The guides would stop every so often to sift about in the sand and chatter away in their strange tongue, rolling what I assumed were dice. It was only when my patience ran short that I scooped up one of their playthings and saw it was a human tooth.
They looked up at me with an expression I couldn't read, and without a word their circle broke up and they mounted their camels. The train carried on into the interior. I parroted some of the desert phrases I had learnt in the bazaar but none of them answered. Still concussed from the blow I had taken two days ago, I wrapped my turban about my head, numbed by the sun. I fell into a kind of trance, only prevented from sleeping by the uneven gait of the camel.
After an indefinite time I came to my senses and realised the camel trail had stopped. I looked up and saw the sun had left the sky. I tried to dismount the camel smoothly but I was more exhausted than I realised and hit the desert with all the grace of a corpse. I was desperately thirsty and reached up to the underside of my beast where the water skins were slung.
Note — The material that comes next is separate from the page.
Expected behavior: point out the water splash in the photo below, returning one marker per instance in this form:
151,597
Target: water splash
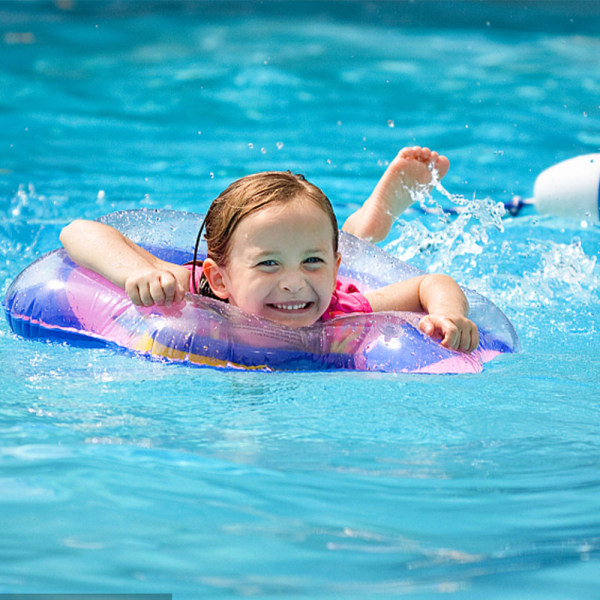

My fingers groped at the pouches and eventually I succeeded in pulling one on top of me. The guides laughed. Crazed with thirst, I thrashed about until I was on my back and could upend the skin, let the water pour over my face and down my throat. Nothing flowed. I shifted the skin, altering the angle, squeezing it. Still no water came. The laughter grew louder and then one by one the guides turned the camels around and galloped away, leaving me to suffocate in the desert.
For a while I lay in the dry grains, convinced this was my night to die. Had I had water enough in my body, I may even have submitted to shame and wasted tears in the dust. But as the night deepened at least the air became cooler, and it was then I saw the oasis, only a few dunes away. I could see a single palm tree next to the shimmering pool, and could smell the fresh water. I started crawling towards it.
As i stumbled along on all fours, like an animal, I scraped a hand on a sliver of sharp rock. It laid the skin on my palm wide open but I was so parched no blood wept from it. I seized the stone and held it tighty in my slashed hand. I knew oases were illusions, but couldn't let go of the hope that this one was real.
I vowed there and then that if I survived this ordeal I would track down the cruel, traitor guides, one by one, and make them eat the sharp desert rock, make them chew it until their teeth were smashed to splinters. Imagining more elaborate and obscene revenges gave me the stength to keep going, towards the water that may ot may not have been real.